Trading body parts - the law and the ethics
September 26 2005
The Australian Health Policy Institute at the University of Sydney, and The George Institute for International Health co-hosted a seminar on Monday 26 September to debate the ethical and regulatory issues associated with the trade in human organs.
Dr Stephen Jan, Senior Health Economist at The George Institute for International Health reflected on his experiences in India where there is a well-known and burgeoning illegal trade in human organs.
Dr Jan told the audience that in most cases, it’s the poor who provide the body parts and that in the majority of cases where there is a monetary exchange, the amount received averages US $1070 per kidney with the average annual income being US$420.
In 1994, the Transplantation of Human Organs Act (THOA) was passed in India as a response to the concerns raised about the growing trade in human organs. However, Dr Jan argues that this is failing in its objective due to: key commercial interests (notably middlemen/brokers and service providers); the ambiguities and loopholes in the Act; the low monitoring capacity of regulatory authorities; and the pressures and responsibilities exerted on the Authorising Committees.
What lessons are there for Australia? Dr Jan highlighted that whilst Australia has similar legislative provisions to India, there is no real evidence of a trade in organs in Australia. However he did note that there are cases of Australians travelling overseas to purchase organs.

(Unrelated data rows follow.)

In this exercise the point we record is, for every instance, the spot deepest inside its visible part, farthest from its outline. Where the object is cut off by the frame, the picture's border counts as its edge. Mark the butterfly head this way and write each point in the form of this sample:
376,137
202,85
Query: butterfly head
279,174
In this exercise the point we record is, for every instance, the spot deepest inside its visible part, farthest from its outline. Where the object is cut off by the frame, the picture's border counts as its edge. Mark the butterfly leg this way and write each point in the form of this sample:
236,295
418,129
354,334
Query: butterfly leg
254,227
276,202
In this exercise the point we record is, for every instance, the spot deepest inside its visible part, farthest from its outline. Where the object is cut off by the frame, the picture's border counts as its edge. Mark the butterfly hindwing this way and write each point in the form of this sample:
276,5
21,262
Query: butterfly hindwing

Dr Paul Snelling, President of the Australian and New Zealand Society of Nephrology and Ms. Mardi Thompson, Chair of the National Consumer Advocacy Committee for Kidney Health Australia provided short commentaries on Dr Jan’s presentation.

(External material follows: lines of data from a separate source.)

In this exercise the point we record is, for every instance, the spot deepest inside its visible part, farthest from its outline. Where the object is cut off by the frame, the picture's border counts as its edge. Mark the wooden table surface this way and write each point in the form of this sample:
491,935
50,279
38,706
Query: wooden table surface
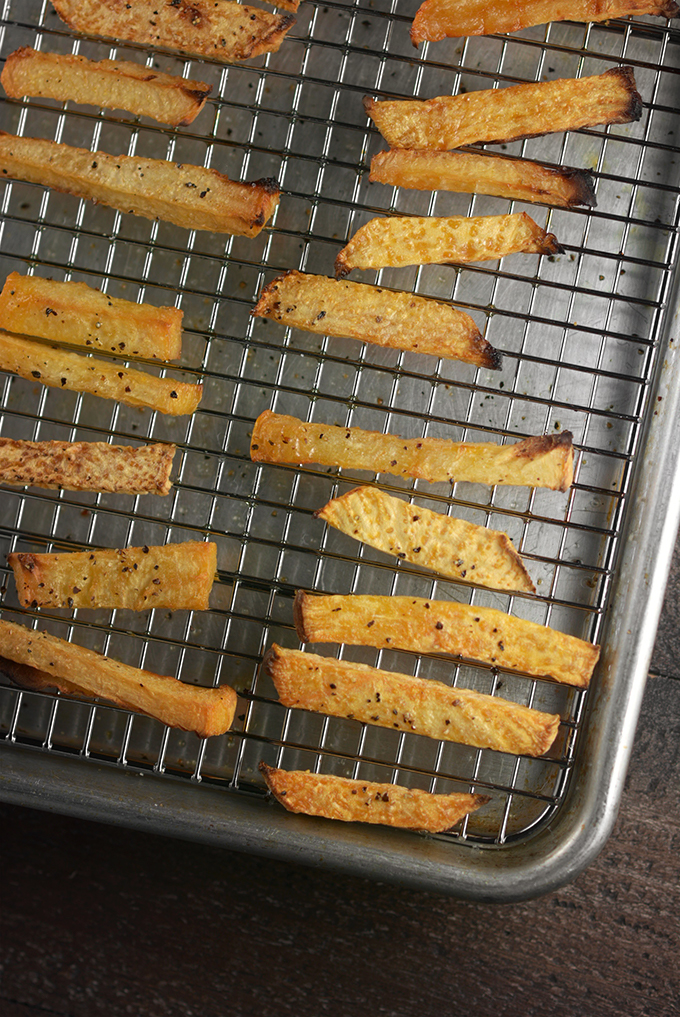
105,920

Dr Snelling highlighted that there is a definite undersupply of organs available for transplants in Australia and the percentage of living unrelated kidney donors has increased steadily over the last 10 years.

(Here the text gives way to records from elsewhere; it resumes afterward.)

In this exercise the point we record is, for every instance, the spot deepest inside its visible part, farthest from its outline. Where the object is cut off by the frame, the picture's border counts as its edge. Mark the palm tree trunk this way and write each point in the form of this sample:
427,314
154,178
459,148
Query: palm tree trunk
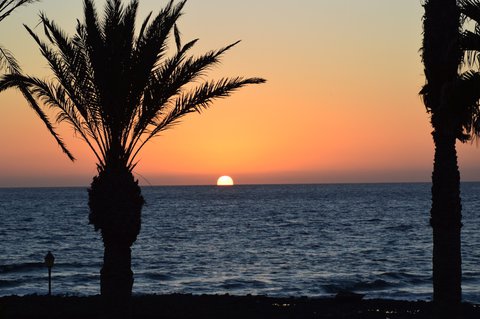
115,203
116,276
446,223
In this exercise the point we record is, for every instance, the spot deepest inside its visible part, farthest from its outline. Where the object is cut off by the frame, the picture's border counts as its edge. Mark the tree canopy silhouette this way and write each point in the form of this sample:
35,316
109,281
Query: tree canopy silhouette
118,89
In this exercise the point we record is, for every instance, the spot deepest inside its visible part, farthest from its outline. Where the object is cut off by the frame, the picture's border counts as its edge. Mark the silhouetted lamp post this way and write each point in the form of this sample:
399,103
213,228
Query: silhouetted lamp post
49,259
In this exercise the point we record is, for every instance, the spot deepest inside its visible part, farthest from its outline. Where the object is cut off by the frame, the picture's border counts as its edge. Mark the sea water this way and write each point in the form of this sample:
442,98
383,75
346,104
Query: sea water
276,240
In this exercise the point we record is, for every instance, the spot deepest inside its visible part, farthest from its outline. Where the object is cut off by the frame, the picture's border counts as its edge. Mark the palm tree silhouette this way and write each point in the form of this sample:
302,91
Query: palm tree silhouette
7,60
9,63
118,89
450,99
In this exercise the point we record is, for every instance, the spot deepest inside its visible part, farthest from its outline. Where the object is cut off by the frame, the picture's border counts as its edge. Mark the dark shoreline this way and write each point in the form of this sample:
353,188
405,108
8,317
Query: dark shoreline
177,306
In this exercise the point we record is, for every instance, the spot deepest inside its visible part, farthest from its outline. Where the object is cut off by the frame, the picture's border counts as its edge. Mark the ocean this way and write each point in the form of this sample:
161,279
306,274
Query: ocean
275,240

Ms Mardi Thompson concurred with both Dr Jan and Snelling’s presentations and noted that consumers would see regulation as the key to the success of any proposals regarding organ donation.
Audience discussion focused on the case for and against living kidney sales; government regulated organ sales in the local market to address organ shortages; and compensation for organ donors for loss of income and medical treatment.